Non-EU Tier 2 Migrants will have to earn £35,000 and above from next year April 2016.
While it’s early analysis found that increasing the minimum salary would ‘likely contribute to the Government’s aim of reducing skilled immigration in the UK’, MAC’s initial analysis has found little evidence to suggest there is widespread undercutting of UK resident workers by Tier 2 migrants occurring under the current salary thresholds.
In addition, the MAC report warned the Government against going ahead with changes to the minimum salary thresholds without considering the wider implications and a wider study into them in December.
They argued that ‘the salary thresholds should not be considered in isolation as they interact with the other proposals within the commission, not least the proposed skills levy.’
Currently, for somebody to apply for a Tier 2 visa, they must earn at least £20,800 per year and meet the minimum skill level of NQF6.
Increasing the salary threshold immediately would be ‘strongly opposed by many employers and would cause serious problems in particular sectors, including the education and health sectors‘, including nurses.

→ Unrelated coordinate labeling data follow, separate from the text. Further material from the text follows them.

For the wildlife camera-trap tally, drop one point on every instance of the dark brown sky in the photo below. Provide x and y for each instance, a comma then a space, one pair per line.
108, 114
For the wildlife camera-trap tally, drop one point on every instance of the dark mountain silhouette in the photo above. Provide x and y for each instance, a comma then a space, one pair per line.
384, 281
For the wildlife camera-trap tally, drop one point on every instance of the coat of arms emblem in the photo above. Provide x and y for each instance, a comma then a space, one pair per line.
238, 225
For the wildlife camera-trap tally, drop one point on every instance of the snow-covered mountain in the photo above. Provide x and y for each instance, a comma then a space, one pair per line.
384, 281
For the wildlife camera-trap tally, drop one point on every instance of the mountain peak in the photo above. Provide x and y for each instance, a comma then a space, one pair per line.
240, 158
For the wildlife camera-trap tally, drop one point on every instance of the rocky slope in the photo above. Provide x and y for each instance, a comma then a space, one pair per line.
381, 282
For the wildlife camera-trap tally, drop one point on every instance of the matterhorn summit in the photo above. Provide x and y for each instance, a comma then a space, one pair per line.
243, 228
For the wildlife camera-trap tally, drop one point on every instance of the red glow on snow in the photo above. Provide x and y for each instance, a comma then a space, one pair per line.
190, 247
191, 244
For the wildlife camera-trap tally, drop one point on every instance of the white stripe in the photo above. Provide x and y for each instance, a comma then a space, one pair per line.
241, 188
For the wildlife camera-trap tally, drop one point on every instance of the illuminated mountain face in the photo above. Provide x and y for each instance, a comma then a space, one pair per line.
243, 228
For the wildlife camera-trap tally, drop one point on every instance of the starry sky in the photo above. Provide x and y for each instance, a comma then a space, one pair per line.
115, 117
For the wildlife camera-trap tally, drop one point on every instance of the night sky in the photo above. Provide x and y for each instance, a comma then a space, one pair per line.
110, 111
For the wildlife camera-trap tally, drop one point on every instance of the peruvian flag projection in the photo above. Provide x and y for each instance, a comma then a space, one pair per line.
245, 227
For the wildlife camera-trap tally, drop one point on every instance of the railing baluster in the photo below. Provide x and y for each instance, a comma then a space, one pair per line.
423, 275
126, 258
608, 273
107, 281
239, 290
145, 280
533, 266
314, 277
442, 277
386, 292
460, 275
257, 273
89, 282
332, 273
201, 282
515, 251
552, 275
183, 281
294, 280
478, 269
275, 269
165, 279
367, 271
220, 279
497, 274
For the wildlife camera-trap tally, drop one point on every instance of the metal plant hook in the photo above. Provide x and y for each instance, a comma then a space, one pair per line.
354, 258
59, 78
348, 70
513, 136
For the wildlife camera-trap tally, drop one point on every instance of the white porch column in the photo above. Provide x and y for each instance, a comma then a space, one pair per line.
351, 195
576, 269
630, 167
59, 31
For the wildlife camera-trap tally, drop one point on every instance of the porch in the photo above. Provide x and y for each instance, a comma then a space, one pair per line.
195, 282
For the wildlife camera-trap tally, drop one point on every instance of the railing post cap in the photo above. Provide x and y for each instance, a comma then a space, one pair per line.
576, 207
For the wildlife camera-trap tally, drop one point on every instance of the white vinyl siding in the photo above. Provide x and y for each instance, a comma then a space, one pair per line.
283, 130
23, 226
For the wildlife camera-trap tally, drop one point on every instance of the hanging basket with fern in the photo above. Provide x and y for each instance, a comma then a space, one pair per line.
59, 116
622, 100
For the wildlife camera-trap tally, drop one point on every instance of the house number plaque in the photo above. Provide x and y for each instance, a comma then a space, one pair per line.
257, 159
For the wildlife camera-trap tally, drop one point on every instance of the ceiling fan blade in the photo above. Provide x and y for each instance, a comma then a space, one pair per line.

The report looked at various options for a new minimum salary threshold: updating it to the tenth percentile would see it rise to £23,000 and would affect 7% of all Tier 2 applications; increasing it to the median earnings for the minimum skill level would see it rise to £39,000 and affect 44% of all Tier 2 applications.
The MAC identified other drawbacks to the plan, including potential ‘bottlenecks constraining the growth of individual firms’ if they are unable to afford higher salaries for skilled non-EU migrants and unable to find appropriate replacements within the UK or EU.